Самый антисоветский город России

Север есть Север. Главное время года - зима, главная бытовая задача - борьба за тепло. Исконный здешний дом, как и корабль, - "машина для жизни", приспособленная работать во враждебной, агрессивной среде. Дом насквозь функционален, как корабль. Или как северный зверь. Наука доказала - у животных на Севере соотношение поверхности тела и его объема минимально, ведь поверхность - это испарение, потеря тепла. В мороз сильнее всего мерзнут нос и уши - вот и у домов здешних нет лишних выступов: шестигранник-сруб и усеченная призма-крыша.

Архангельск, может быть, - самый антисоветский город в России. Бог хранил и хранит его от политизированности, но нигде, наблюдая сегодняшнюю жизнь, не видишь так ясно, наглядно и просто, что случилось тут восемьдесят лет назад и восемьдесят лет потом тихо-тихо догнивало.

Название города забыли снести после революции. Местные власти вообще-то трижды обращались в Москву насчет переименования - вместо позорно-религиозного имени предлагали Ломоносовск (вслушаться - хулиганское, в сущности, имечко), Сталинпорт, даже какой-то загадочный Михеевск... Бог весть отчего, но не стали. Зато улицы в городе перекрестили почти все. Сами названия их говорили, что город - ворота в мир и ворота для мира. Поскольку их заперли, то улица Бременская переименовалась в "пер. Широкий", Американская - в Советскую, Английская - в Маяковскую, Французская - в Челюскинцев, а Норвежская - вообще в Красных партизан. Улица Соборная стала наказанием для многих поколений трамвайных кондукторов, самоотверженно пытавшихся произнести фамилию Карла Либкнехта. Чтобы этому Карлу не было одиноко, в К.Маркса переименовали улицу Кирочную. Она раньше упиралась в кирху, так же как Соборная - в собор. Их снести не забыли, как не забыли взорвать костел, синагогу, мечеть, англиканскую церковь, а также Успенскую, Рождественскую, Благовещенскую и Михайло-Архангельскую с одноименным монастырем, давшим когда-то имя городу. Все они стояли на набережной, идущей вдоль устья Северной Двины, все придавали неповторимый колорит силуэту города, представавшего перед корабельщиками всего света.

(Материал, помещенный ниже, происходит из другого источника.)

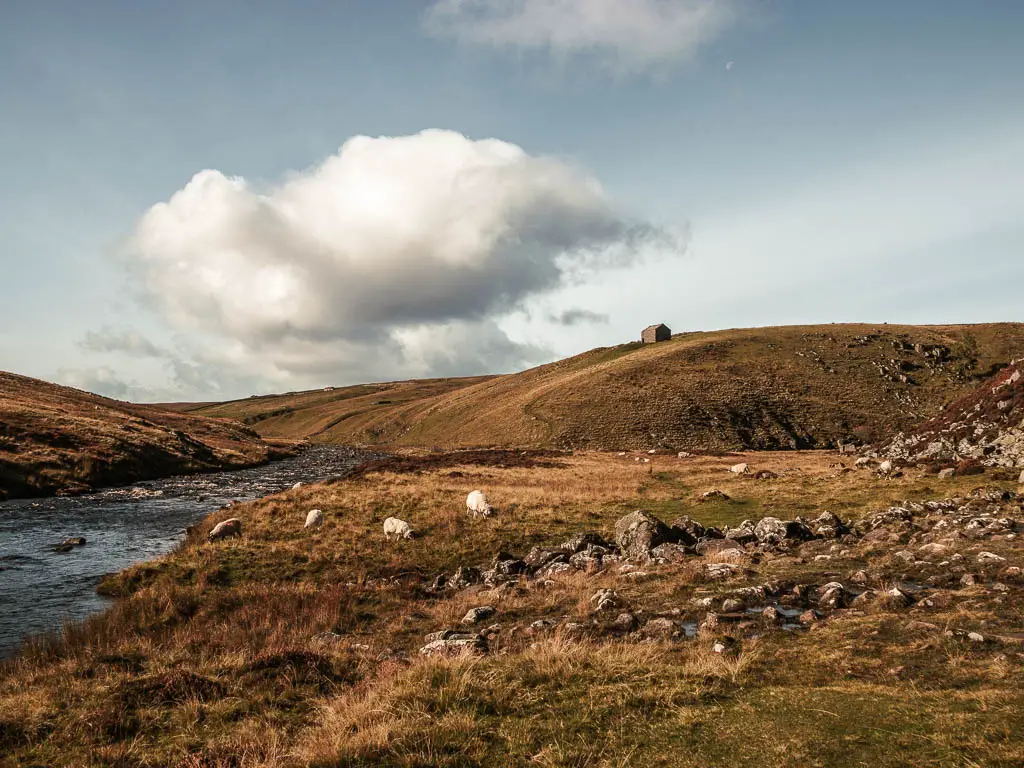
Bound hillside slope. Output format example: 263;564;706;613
884;358;1024;467
183;324;1024;452
0;372;282;500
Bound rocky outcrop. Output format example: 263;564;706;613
883;361;1024;468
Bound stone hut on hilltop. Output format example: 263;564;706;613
641;323;671;343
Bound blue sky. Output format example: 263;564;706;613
2;1;1022;400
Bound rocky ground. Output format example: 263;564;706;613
1;449;1022;766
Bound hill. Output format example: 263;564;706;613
184;323;1024;451
884;358;1024;468
0;372;285;500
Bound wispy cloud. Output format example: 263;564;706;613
424;0;739;74
548;307;610;325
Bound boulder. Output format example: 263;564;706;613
491;553;527;576
461;606;497;625
724;521;757;545
810;511;849;539
569;545;607;572
641;618;676;637
753;517;814;545
817;582;848;610
669;516;706;542
560;532;608;554
650;542;691;563
524;547;567;571
448;566;482;589
615;510;671;561
590;588;621;613
420;632;488;657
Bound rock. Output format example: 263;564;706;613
799;609;821;624
448;566;482;589
539;561;574;577
724;521;758;545
528;619;557;633
850;590;875;608
1019;469;1024;485
650;542;691;563
850;570;870;585
938;468;957;479
641;617;676;637
810;511;849;539
918;542;948;557
420;633;488;657
762;606;782;623
60;537;86;546
669;516;706;542
615;510;671;561
967;632;985;643
730;463;750;475
524;547;567;570
590;588;621;613
855;457;874;468
569;545;607;572
491;553;527;577
613;612;639;632
817;582;849;610
754;470;779;480
699;490;730;502
978;551;1007;563
461;606;497;625
904;621;939;632
960;573;978;587
884;586;913;608
560;532;608;554
312;631;342;645
721;598;744;613
753;517;814;545
704;563;740;581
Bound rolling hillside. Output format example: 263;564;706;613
182;323;1024;452
0;372;284;499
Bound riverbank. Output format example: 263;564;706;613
1;449;1022;766
0;371;297;501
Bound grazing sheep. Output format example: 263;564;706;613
730;463;750;475
208;518;242;542
878;460;893;478
304;509;323;529
383;516;414;540
466;490;494;518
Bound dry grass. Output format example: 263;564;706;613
1;449;1022;767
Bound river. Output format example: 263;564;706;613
0;445;376;659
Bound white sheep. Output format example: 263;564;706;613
878;460;894;478
208;518;242;542
383;516;414;540
730;463;750;475
304;509;323;529
466;490;494;518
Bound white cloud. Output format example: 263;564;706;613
119;129;678;395
424;0;738;73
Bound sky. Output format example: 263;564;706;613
2;0;1023;402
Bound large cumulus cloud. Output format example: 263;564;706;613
112;130;677;395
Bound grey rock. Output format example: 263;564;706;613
650;542;691;563
420;633;488;657
461;606;497;625
448;566;482;589
560;531;609;554
615;510;671;561
524;547;567;570
641;617;676;637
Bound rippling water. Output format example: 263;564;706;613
0;445;375;658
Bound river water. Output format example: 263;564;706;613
0;445;375;659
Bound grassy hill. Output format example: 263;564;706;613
0;372;285;500
183;323;1024;451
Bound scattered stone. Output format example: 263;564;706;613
883;586;913;608
704;563;740;581
613;612;639;632
491;553;527;577
724;521;758;545
699;490;731;502
569;545;607;572
799;609;821;624
420;633;488;657
978;551;1007;563
449;566;482;589
311;631;342;645
754;470;779;480
762;606;781;623
904;621;939;632
721;598;744;613
590;588;621;613
60;537;86;547
753;517;814;545
528;619;557;633
938;468;957;479
641;617;676;637
918;542;948;557
524;547;567;571
961;574;978;587
818;582;849;610
670;516;706;542
968;632;986;643
461;606;497;625
560;532;608;554
850;570;870;585
810;511;850;539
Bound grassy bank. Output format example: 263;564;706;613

Город раньше снабжал лесом полмира и сам строился из него. Коммерсанты всех флагов приписывались к архангельскому купечеству и поселялись тут навеки. Рядом с русским был немецкий гостиный двор, выстроилась большая Немецкая слобода, и возникло немецкое кладбище. Немцами звали всех иностранцев. Они были гражданами мира, но хотели жить и умереть в Архангельске. На могиле Франца Иоханнеса Шольтса было написано: умер в Сан-Ремо, завещал похоронить здесь. Голландцы, шотландцы, французы заказывали соломбальским плотникам особняки по собственным проектам, и те быстро подхватывали вошедший в моду от Италии до Скандинавии, от Калифорнии до Питера "швейцарский стиль", "плотничью готику". Север переваривал их и рождал нечто неповторимо архангельское. Местный судовладелец построил на Печорской каменный дом (весь камень в Архангельск надо было везти издалека). Но его купчиха заболела чахоткой, и хозяин решил рядом выстроить деревянный, для здоровья полезный. Местному архитектору сказал: "Сделайте что-нибудь оригинальное. Если будет не очень похоже на дом - не страшно, даже наоборот". В каменном доме потом жил и работал Аркадий Гайдар, но экскурсии водили к деревянному - небольшому рублено- резному чуду.

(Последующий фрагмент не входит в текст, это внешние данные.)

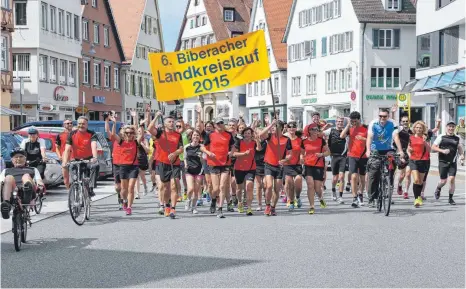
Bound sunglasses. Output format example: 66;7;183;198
288;125;297;128
125;131;135;135
379;115;388;118
401;120;409;123
64;122;72;125
216;122;224;125
310;128;319;132
176;125;182;129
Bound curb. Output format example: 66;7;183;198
1;192;117;235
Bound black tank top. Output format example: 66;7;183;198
25;141;42;163
328;128;346;155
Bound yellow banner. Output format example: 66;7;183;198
148;30;271;102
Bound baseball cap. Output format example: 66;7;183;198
214;117;224;124
28;127;38;134
447;121;456;126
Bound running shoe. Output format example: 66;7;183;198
397;186;403;195
169;208;176;219
358;195;365;206
288;203;295;211
126;207;132;215
184;200;191;211
282;196;288;203
286;199;291;208
123;201;128;211
232;195;238;206
345;183;351;192
351;197;359;208
271;207;276;216
192;208;199;214
297;198;302;208
217;208;225;218
417;196;423;206
256;206;263;211
227;201;235;212
89;188;96;197
246;209;253;216
177;196;183;202
1;201;10;219
293;199;298;207
414;198;420;208
449;198;456;205
264;205;271;216
308;208;315;215
319;199;327;208
151;185;156;192
210;203;216;214
435;189;441;200
206;194;212;202
332;190;337;201
196;199;203;206
158;207;164;215
337;197;344;204
238;203;244;213
403;192;409;199
183;193;188;201
135;193;140;200
164;207;171;217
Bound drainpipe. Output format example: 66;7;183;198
360;23;367;122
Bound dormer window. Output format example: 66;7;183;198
386;0;401;11
224;8;235;22
231;31;243;38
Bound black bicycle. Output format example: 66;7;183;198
67;160;92;226
11;186;32;252
370;152;401;216
27;159;46;214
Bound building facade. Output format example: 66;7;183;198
283;0;435;125
78;0;125;121
246;0;292;124
1;0;16;130
110;0;164;123
11;0;82;121
175;0;252;126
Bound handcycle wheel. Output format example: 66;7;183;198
383;176;393;216
34;195;43;214
68;183;86;226
13;212;22;251
21;211;28;243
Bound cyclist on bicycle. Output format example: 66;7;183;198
62;116;99;197
20;127;47;179
0;148;45;219
366;108;405;207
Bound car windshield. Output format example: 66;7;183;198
1;135;21;160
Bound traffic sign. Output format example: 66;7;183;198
397;93;410;107
350;91;356;101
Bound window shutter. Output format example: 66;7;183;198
288;45;292;62
322;37;327;56
394;29;400;48
312;40;317;58
373;29;379;48
349;31;353;50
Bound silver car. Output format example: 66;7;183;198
43;151;64;187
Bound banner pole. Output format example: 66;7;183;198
268;77;281;166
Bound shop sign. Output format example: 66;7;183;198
40;104;54;111
24;105;33;110
76;106;89;114
301;98;317;104
10;104;20;109
53;86;69;102
258;100;266;106
93;96;106;103
365;94;397;101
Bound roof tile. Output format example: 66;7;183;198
351;0;416;24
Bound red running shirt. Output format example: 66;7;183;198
155;129;183;165
348;125;368;159
264;134;292;166
409;135;428;161
66;130;97;160
203;131;235;166
301;137;326;167
234;139;257;171
111;136;122;165
118;140;139;165
287;137;302;165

Сегодняшний Архангельск мог бы делать замечательный бизнес, выпуская альбомы с почтовыми открытками начала века, на которых крупно сняты деревянные здешние особняки. Прибавить их чертежи из архивов - и новые русские отрывали бы с руками. Мало что экономия на архитекторах - так ведь и не найдешь теперь таких. Готовое воплощение мечты обо всех мыслимых башенках, арках, мезонинах, мансардах, террасах, эркерах. А какой декор, какая резьба!

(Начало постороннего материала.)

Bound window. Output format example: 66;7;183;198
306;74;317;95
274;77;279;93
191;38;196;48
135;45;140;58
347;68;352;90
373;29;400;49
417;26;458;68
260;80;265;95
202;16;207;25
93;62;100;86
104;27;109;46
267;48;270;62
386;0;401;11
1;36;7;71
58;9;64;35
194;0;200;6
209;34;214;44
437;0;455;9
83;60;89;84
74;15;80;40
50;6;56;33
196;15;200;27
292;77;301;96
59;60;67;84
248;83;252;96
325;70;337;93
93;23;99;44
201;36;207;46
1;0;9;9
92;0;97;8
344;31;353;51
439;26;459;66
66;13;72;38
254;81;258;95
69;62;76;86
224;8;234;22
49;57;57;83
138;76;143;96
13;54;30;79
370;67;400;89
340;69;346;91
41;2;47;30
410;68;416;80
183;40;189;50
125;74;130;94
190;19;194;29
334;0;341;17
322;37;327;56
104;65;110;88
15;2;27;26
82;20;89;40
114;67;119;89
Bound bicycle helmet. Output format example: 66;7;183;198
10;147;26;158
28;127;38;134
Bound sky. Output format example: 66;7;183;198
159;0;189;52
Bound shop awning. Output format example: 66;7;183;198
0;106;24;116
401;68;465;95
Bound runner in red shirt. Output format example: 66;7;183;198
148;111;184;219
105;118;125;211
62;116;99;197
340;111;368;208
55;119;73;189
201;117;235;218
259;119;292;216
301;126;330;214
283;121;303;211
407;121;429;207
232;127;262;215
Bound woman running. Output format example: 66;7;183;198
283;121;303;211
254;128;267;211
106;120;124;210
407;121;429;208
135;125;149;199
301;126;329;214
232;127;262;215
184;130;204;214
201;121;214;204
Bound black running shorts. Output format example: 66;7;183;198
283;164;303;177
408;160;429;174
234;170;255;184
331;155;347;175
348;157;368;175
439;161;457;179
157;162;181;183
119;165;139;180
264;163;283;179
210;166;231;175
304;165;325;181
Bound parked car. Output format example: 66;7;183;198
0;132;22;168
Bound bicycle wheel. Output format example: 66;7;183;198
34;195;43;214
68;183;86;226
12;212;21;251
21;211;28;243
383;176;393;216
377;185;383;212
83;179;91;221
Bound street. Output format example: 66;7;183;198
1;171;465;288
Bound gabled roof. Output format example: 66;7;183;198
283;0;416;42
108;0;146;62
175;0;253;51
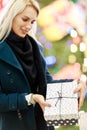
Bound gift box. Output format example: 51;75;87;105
44;80;79;126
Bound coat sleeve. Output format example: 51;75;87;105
0;83;28;112
38;44;53;83
0;61;30;112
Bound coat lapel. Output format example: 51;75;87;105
0;41;24;73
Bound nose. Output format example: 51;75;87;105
25;23;32;31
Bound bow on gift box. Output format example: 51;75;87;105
55;91;62;107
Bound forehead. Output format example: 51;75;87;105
18;5;38;19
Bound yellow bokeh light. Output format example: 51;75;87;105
68;54;76;64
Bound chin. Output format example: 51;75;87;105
21;35;26;38
18;34;26;38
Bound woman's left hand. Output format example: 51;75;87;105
33;94;51;112
74;80;86;110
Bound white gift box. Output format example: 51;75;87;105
44;80;79;126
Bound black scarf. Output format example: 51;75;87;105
6;32;46;97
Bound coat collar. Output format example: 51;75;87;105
0;41;24;73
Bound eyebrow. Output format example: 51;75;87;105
23;16;30;19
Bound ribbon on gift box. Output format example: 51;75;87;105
46;83;78;117
45;83;78;126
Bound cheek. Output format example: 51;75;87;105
12;17;21;29
12;19;20;32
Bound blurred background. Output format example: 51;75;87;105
37;0;87;80
0;0;87;129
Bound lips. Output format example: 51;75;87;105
23;30;28;33
21;29;29;34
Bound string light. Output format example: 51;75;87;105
70;44;78;53
84;58;87;66
70;29;78;38
80;42;86;52
80;74;87;82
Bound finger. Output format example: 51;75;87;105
74;87;80;93
74;83;86;94
41;100;51;108
40;102;51;112
74;86;85;110
78;93;85;110
39;99;51;112
78;87;86;110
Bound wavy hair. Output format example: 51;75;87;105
0;0;40;43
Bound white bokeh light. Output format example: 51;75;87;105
70;44;78;53
80;42;86;52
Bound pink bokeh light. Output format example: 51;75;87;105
0;0;9;10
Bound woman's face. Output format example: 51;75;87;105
12;6;38;37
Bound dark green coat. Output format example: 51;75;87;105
0;41;53;130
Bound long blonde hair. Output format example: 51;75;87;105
0;0;40;43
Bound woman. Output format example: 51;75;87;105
0;0;86;130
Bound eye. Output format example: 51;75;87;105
31;20;35;24
22;18;28;22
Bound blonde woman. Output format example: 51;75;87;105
0;0;86;130
0;0;52;130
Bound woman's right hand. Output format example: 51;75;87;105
33;94;51;112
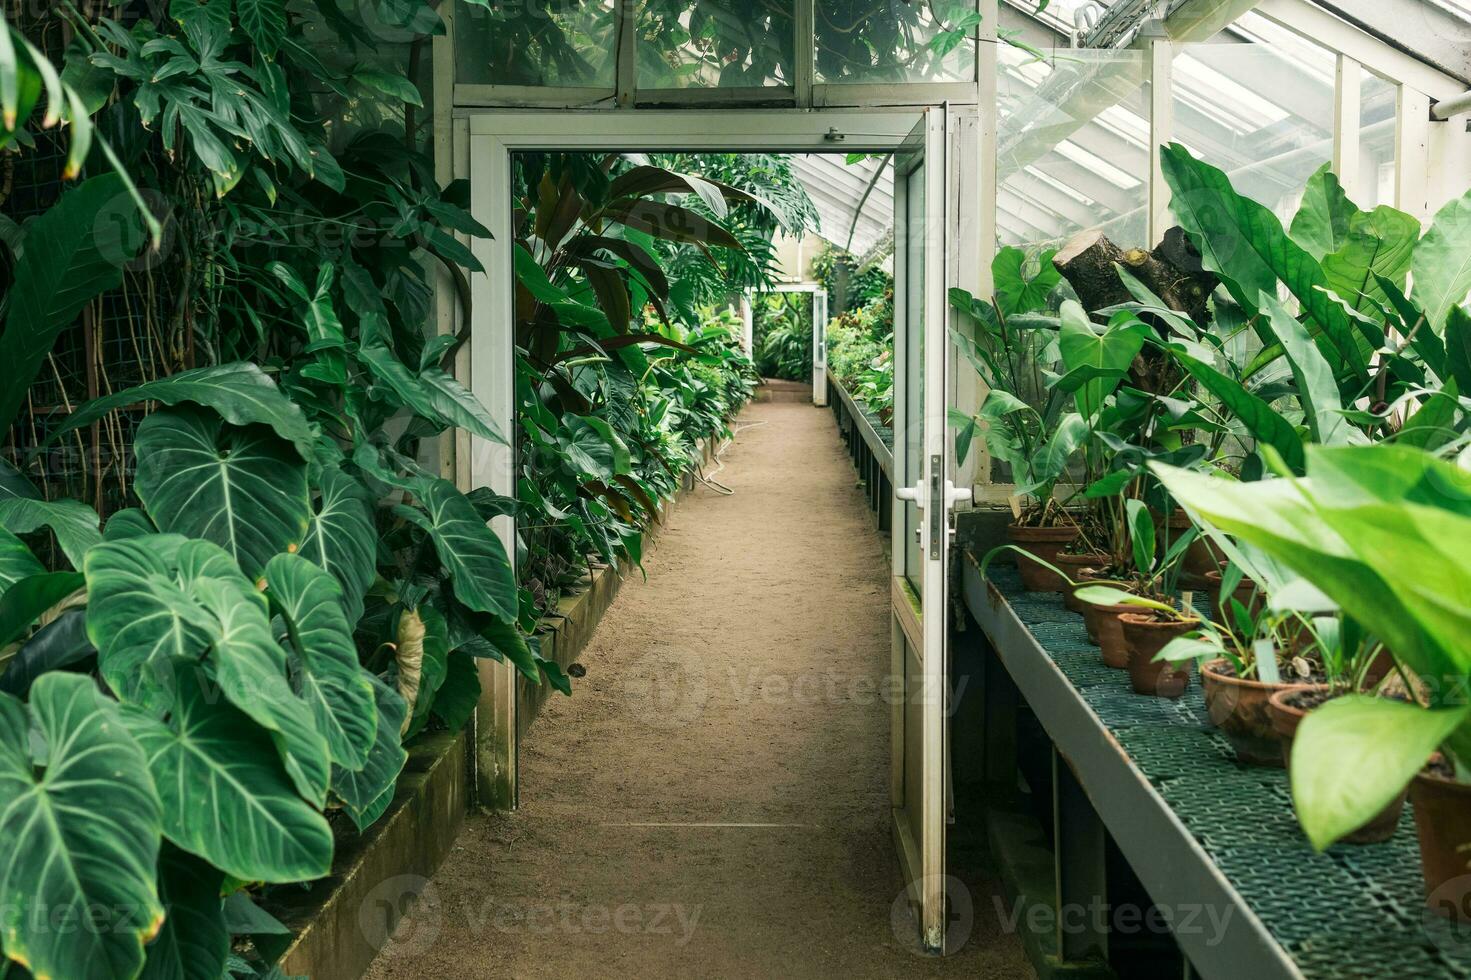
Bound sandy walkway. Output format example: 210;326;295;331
364;401;1032;979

Потрясающий, хоть эклектичный здешний расцвет деревянной архитектуры именно рубежа веков закономерен. Помимо привезенных новоселами европейских манер и традиций, были к нему привлечены лучшие российские силы. Шло строительство Северной железной дороги, в архангельском Коммерческом клубе (тоже изумительном резном особняке) на устроенном в его честь балу признавался в любви к впервые им увиденному городу член Правления строительства Савва Морозов, а другой Савва, и тоже член Правления, командировал на Север двух коренников своего "абрамцевского кружка" - Константина Коровина и Валентина Серова. Они вернулись очарованные сказочным колоритом, и эти настроения отразились на работе всей "команды Саввы Мамонтова", на архитектурном оформлении четырехсотверстной трассы - от зданий вокзалов до будок стрелочников и водонапорных башен. Все они приобрели налет изысканной модерновой "а-ля-рюскости", все чем-то напоминали избушку на курьих ножках, построенную той же командой в Абрамцеве для "девочки с персиками", Верочки Мамонтовой.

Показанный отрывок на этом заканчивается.